I was pissed. Off. I was mad at Johnny for not being in love with me, even though he was turning out to be a sneak, and I was furious at Dolly for horning in on my territory. The argument could be made that she didn’t know I was interested in Johnny, but I wasn’t in the mood for generosity. Mostly, though, I was mad at myself for falling for another guy. Love always ended badly for me. I couldn’t even fall for a fiberglass statue without it ending poorly, for the love of Betsy.
I was so caught up in my dark mood that I didn’t notice Brando stroll out of the woods, and I walked smack into him.
“Oh!
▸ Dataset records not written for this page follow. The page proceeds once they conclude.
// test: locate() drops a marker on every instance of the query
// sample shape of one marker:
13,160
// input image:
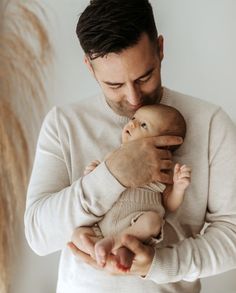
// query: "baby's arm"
173,195
91,167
Sorry.” This was my first face-to-face encounter with him, and based on the carnivorous once-over he gave me, he seemed to be enjoying it a great deal more than I was.
“Not a problem. Where are you going in such a hurry?” He grinned and winked.
“I’m not a big fan of fireworks.”
“Mmm.” He beckoned over my shoulder. “See anything interesting back there?”
From where we stood, I could see the outlines of hundreds of people staring up at the sky over by the beach, but there was no foot traffic near us, and the closest blanket of people was a few hundred yards away. Feeling slightly uneasy, I swatted at a mosquito and went from defense to offense.
“Just bright lights in the sky. What about you? What are you doing back here?”
He laughed and held out his hand. “I don’t think we’ve met. I’m Brando Erikkson. I’m in town for the festivities.”
I shook his hand reluctantly, noting his smoothly manicured nails and strong fingers. “Mira James.”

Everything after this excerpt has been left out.